"Circa 60 bambini al giorno nascono in condizioni spaventose, lontano da casa, da madri sopravvissute a violenze, traumi e a volte stupri", spiega Edouard Beigbeder, rappresentante dell'agenzia Onu per i minori in Bangladesh. "Questo è molto lontano dal miglior inizio della vita".

Un’escalation di violenza nello Stato di Rakhine, in Myanmar, ha costretto circa 500 mila Rohyngia, minoranza birmana di religione islamica, a fuggire oltre confine. In Myanmar le condizioni di vita dei Rohingya, una delle fasce più povere della popolazione, sono sempre state estremamente complesse e traumatiche.

Il governo birmano non riconosce loro la cittadinanza: sono ritenuti bengalesi musulmani, arrivati con la colonizzazione britannica. Non possono muoversi liberamente nel paese e vivono in campi sovraffollati fuori dalla città di Sittwe, capoluogo del Rakhine.

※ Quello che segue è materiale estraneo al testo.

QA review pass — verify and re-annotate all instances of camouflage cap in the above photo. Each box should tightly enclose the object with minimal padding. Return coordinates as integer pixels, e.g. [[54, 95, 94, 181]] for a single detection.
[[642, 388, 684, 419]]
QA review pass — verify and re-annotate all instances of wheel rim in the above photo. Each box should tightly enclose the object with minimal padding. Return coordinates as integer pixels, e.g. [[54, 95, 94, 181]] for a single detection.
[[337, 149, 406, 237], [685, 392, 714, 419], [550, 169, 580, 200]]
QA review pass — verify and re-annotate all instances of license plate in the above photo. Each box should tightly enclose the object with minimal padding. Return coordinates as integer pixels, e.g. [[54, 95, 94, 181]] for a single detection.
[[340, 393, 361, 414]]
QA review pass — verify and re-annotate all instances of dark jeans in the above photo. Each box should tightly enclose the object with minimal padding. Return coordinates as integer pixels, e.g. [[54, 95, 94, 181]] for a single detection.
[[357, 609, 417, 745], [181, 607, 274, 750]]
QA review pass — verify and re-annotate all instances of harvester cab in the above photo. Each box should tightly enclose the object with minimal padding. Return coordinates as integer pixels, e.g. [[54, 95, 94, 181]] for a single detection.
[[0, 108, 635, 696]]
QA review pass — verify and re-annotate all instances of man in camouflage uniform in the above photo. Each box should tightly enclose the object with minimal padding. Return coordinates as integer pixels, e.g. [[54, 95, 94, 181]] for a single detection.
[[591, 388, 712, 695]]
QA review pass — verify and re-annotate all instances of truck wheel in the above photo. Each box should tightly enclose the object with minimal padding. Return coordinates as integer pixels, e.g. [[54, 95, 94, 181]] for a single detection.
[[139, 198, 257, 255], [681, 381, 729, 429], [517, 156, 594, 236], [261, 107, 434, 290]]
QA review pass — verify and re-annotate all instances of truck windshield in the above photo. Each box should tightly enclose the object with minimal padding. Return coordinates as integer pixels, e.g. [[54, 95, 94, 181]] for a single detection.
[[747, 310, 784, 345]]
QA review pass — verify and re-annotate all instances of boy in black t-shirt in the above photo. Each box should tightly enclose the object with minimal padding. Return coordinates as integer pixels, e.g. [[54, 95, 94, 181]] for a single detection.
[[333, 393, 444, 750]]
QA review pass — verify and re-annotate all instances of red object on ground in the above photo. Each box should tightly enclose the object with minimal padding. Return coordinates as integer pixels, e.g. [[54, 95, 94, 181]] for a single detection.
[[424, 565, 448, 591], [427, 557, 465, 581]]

Vengono cacciati con operazioni di "pulizia etnica" e si dirigono verso i campi profughi improvvisati di Cox’s Bazar in Bangladesh. Gli sfollati raccontano di centinaia di persone uccise, fra cui molti bambini. Il sovraffollamento dei campi costringe donne e bambini a passare la notte all’aperto, manca l'acqua potabile e il cibo scarseggiano. Nei campi profughi dove vivono circa 800.000 profughi, si stima che solo negli ultimi nove mesi siano nati 16.000 piccoli.

Le violenze

Gli scontri armati e i rastrellamenti dell’esercito hanno fatto sì che fra agosto e settembre 2017 si siano verificati centinaia di casi di stupri e violenze da parte dei militari del Myanmar su giovani donne Rohyngia esiliate in Bangladesh. Le donne e i bambini sopravvissuti alle violenze sono gli elementi più fragili ed emarginati dei campi profughi, hanno per questo motivo bisogno di assistenza specializzata.

Il timore è che le donne per vergogna nascondano la gravidanza o abbandonino i piccoli appena nati, mettendo a rischio la loro stessa vita e quella dei neonati in mancanza di cure idonee.

Mobilitazione umanitaria

Oltre 250 volontari sono stati mobilitati dall’UNICEF per fornire assistenza prenatale e postnatale alle giovani madri e ai loro figli.

Gli operatori umanitari si occupano inoltre di setacciare i campi alla ricerca delle donne vittime di violenze, poiché in un campo come quello delle violenze sessuali e di genere, spesso le vittime non sono in grado di cercare e trovare l’aiuto di cui hanno bisogno.

Si stima che saranno almeno 48.000 le donne che partoriranno nel campo profughi nel 2018. La preoccupazione maggiore è che i nuovi nati possano essere esposti al rischio di ulteriori persecuzioni, in quanto etichettati come “figli non desiderati” e stigmatizzati, rendendo ancora più drammatica una situazione apparentemente senza via d’uscita.